“Courtney Gao, freshman. Undeclared!” our announcer boomed into the microphone with a
twinkle in his eye. His words needed no Thai translation. The audience chuckled and I joined the
palms of my hands in a slight wai , fixing my lips to match grin for grin. In that moment, I knew
what I was: a Stanford student who had no idea what she was doing with her life.
Allow me to supplement this introduction. My name is Courtney Gao. I’m a rising sophomore
who sings in Chamber Chorale; this summer our chorus had the opportunity to tour with Taiko in
Thailand for two weeks. During a few of our concerts, each of us were introduced by name and
major, and I happened to be the first one on the list labeled “undeclared”.
Undeclared — what a curious word. According to the dictionary, it means I haven’t filed
paperwork to announce my commitment to a major. According to Stanford’s 2016
Undergraduate Student Profile, more than half of my class was undeclared in the fall. But blink
too fast and it may look like “undecided”, “unmotivated”, or even “uninterested”. In other words,
I should worry because I have no game plan.

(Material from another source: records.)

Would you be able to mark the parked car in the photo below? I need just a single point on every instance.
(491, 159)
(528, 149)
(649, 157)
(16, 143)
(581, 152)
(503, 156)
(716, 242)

Regardless of the validity of this assessment, thankfully the group I was traveling with certainly
did. Our conductor Steve Sano and our Thai friends who sponsored our trip had outlined
thoughtful plans that would carry us safe, sound and smiling between rehearsals, through city
traffic, out of performances, and into the countryside. At all times, I knew who was carrying the
extra bug spray (Jasmine), who was recording attendance (Daniel B.) and occasionally even who
had the handheld Taiko instruments (various).
We represented Stanford not only with our music and our glaringly cardinal red banner, but also
with our meticulous, perfect, overachieving Plan.
It did wonders for all of our self esteems to discover that the plan wasn’t so perfect after all. Life
didn’t always care how many hours went into streamlining a travel itinerary — it would do as it
pleased, meddling with weather, stomachs and oversized baggage processing times.
We began to learn this lesson on our first day in Bangkok, when sheets of rain came pouring
down right as our choral cultural exchange was supposed to begin, trapping us at a Chinese
restaurant with no transportation in sight. We stomached our jet lag, enlisted umbrellas and
hailed taxi after taxi for almost 30 people. We arrived very late, but we arrived.
Our Plan allowed us to anticipate upcoming challenges and gave us exciting things to look
forward to. Without it, we couldn’t have calculated how much mango sticky rice orders we could
fit in between call times.
But this traveling Plan was secondary to the traveling itself. The more exciting and unpredictable
tour became, the more flexibility mattered.
Before I become too tempted, I must remind myself: the moral of this story is not to discard all
plans out of the window and go to Thailand. Rather, I need to recognize that being undeclared
won’t guarantee success, but being declared won’t either. True strategic prowess will require
insightful sensitivity to whether the present situation calls for ad lib or verbatim, for Plan A or no
plan at all.
Allow me to reintroduce myself: I’m Courtney Gao, I’m undeclared but I will take chemistry and
Human Biology core classes in the fall, which will help inform my winter quarter course choices.
I’m undeclared and unexpected, undaunted and unstoppable.